My friend Kyle died over the weekend. He was my co-worker in Alaska, at the Black Bear Coffee House, where we pulled espresso. I didn’t know him that well: we only spent one summer working together. Even so, I am adrift in the strange world of mourning, raw and bright with blinked-away tears.
I return home from a potluck Saturday night, having just received a mass text with the news. My sister sits on the couch, red-eyed. We curl up together, hug, repeat, “I can’t believe it.” I sit dry-eyed, unable to absorb the fact of his absence.
Next, and this perhaps is unique to my generation, we open the computer to Facebook. We type Kyle’s name into the search box, and all seems so normal. Yep, there is his information, photos, his words, his eyes. But there on his wall is also the first of many RIPs. Facebook confirms what we already know.
As the truth sinks in, the remembering begins. I saw Kyle at shift changes; he walked through the heavy wooden door of the coffee house in his flannel shirts and Chuck Taylors, smiling. I saw him early mornings in the cookshack as I gathered sandwich fixings. He was passed out on the couch, arm over his face, too drunk to make it to his cabin twenty yards away. Sometimes we crossed paths at Panorama Pizza Pub, where we danced to bluegrass in the Alaska summer half-light under the shadow of mountains.
Next is the hypothetical, the trying to make sense of what makes no sense. I imagine what might have happened. You are with people at a bar. The light is golden and fractures through bottles, and you feel so alive, filled with a glowing recklessness. Someone passes you a handful of pills. You swallow them with your Jack and coke, the world blurs a little and you laugh, because it’s all so funny! Someone refills your drink and though you are numb around the edges, you raise your glass and drink deep, to friends, to the moment, to this fucking life. You don’t remember much after that. Someone gets you home and you somehow get upstairs to your bed, where you drift off, drift away, nothing anchoring you here anymore.
Tears come, when I say it out loud for the first time. I form the words, give them oxygen and shape. But they melt just outside my trembling lips, as if the words can’t stand under their own truth, and I dissolve along with them.
At a certain point, I become giddy and overwhelmed, as if the sadness has formed a wavering bubble that swells up inside and makes me lighter. When that happens, I am at a novelty store. I stand for ten minutes reading an electronic book about farts around the world. I push buttons that make fart noises over and over, and laugh hysterically.
I keep returning to Facebook, drawn back to Kyle’s wall. Facebook has been around for long enough that some of us habitually distill our days into status updates. Now, though, I question its efficacy for mourning. Can a life, a person, be captured on a wall? A cyber-wall, at that? We friends of Kyle’s are so far apart. Because we summered together in the far north, now we are winter-locked across the lower ’48. We can’t gather to tell stories and weep and laugh and get drunk. All we can do is post lonely cyber-scrawls.

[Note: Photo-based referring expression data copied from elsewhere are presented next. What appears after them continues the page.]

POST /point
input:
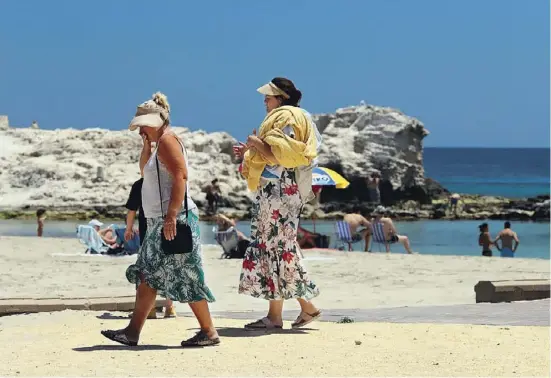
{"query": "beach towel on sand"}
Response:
(88, 236)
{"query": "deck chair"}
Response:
(344, 236)
(231, 245)
(88, 236)
(378, 237)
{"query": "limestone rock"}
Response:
(365, 138)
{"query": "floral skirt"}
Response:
(178, 277)
(272, 267)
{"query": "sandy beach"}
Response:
(68, 343)
(33, 267)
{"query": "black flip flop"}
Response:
(263, 323)
(201, 339)
(119, 337)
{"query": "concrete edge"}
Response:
(19, 306)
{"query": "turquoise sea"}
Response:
(508, 172)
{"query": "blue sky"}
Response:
(476, 72)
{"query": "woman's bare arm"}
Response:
(145, 154)
(171, 155)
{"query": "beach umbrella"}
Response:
(322, 176)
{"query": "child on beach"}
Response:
(40, 217)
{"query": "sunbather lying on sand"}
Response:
(391, 234)
(224, 224)
(107, 235)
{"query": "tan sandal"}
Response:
(170, 312)
(264, 323)
(305, 318)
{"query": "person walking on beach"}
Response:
(40, 217)
(213, 196)
(485, 240)
(509, 241)
(278, 167)
(179, 276)
(134, 205)
(355, 221)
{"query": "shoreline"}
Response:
(42, 267)
(472, 207)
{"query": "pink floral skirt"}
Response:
(272, 267)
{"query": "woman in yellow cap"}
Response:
(274, 161)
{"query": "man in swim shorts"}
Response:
(509, 241)
(360, 228)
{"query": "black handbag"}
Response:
(183, 241)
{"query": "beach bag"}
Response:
(183, 242)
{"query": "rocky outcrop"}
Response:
(86, 169)
(365, 138)
(83, 173)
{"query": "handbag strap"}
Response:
(159, 182)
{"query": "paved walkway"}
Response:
(528, 313)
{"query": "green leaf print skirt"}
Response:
(178, 277)
(272, 267)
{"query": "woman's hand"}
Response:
(169, 227)
(128, 233)
(253, 141)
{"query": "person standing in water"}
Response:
(485, 240)
(40, 217)
(509, 241)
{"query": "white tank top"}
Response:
(151, 201)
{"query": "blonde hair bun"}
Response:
(161, 100)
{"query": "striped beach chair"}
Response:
(378, 236)
(344, 235)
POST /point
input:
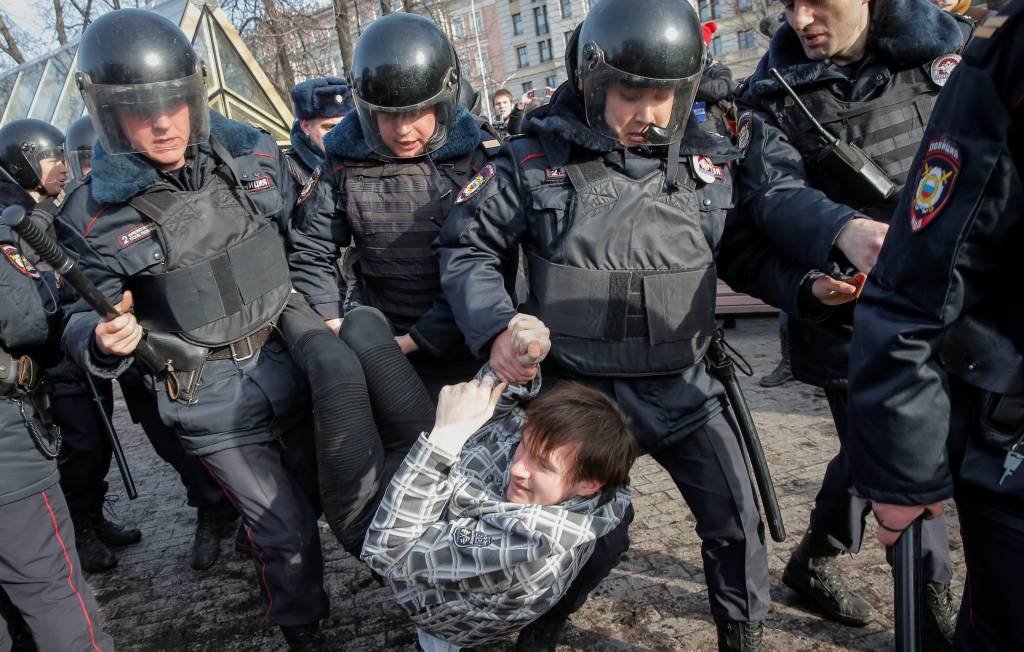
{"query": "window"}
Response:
(541, 19)
(521, 57)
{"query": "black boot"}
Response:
(212, 524)
(939, 617)
(734, 636)
(814, 574)
(303, 637)
(542, 635)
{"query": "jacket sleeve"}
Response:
(478, 240)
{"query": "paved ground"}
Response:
(655, 600)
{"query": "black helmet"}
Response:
(638, 43)
(24, 143)
(136, 62)
(78, 146)
(402, 63)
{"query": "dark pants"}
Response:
(839, 514)
(39, 570)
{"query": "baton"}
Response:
(907, 589)
(15, 217)
(724, 370)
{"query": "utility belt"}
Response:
(185, 360)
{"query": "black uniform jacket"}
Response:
(950, 261)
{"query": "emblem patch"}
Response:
(465, 537)
(485, 174)
(706, 170)
(938, 175)
(943, 67)
(19, 262)
(136, 234)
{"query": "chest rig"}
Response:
(225, 273)
(627, 281)
(888, 129)
(395, 211)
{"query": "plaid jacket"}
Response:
(466, 565)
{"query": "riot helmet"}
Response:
(639, 44)
(78, 147)
(403, 66)
(135, 66)
(25, 144)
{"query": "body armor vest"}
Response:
(225, 273)
(627, 283)
(395, 211)
(888, 129)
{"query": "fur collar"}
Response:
(346, 141)
(117, 178)
(902, 32)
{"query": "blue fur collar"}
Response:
(346, 141)
(304, 148)
(117, 178)
(902, 32)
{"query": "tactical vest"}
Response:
(626, 280)
(225, 273)
(395, 211)
(888, 128)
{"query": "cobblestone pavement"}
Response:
(654, 600)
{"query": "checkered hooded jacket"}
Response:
(466, 565)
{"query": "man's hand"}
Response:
(119, 336)
(462, 409)
(893, 519)
(833, 292)
(861, 241)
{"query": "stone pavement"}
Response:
(654, 600)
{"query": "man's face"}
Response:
(316, 128)
(407, 134)
(162, 138)
(550, 481)
(630, 110)
(827, 29)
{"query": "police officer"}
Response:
(391, 178)
(937, 371)
(176, 221)
(869, 74)
(620, 198)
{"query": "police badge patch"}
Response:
(485, 174)
(938, 175)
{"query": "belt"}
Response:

The strange thing, though, is that people write directly to Kyle, as if he were on the other side of a screen somewhere, reading their notes to him. As if we lonely people, on the other side of our own screens, can’t handle his absence. We wait for a “like” to affirm our grief. Or maybe this public forum is, for a very public generation, our confessional, self-conscious manner of grieving. So all can see our anguish via emoticons and the bare thin stalks of letters, strung into ineffectual words. It’s not enough. Nothing can measure the worth of a life. As I scroll down, reading memories, though, tears start to fall. Words, tributes, songs, images.
The night we found out, my sister and I poured shots of whiskey. We sat side by side, our warm arms touching. When you lose someone, you want to hold everyone else closer.
“To Kyle,” we said, clinking our glasses together. She tossed her shot back. I sipped mine, feeling the slow burn all the way down.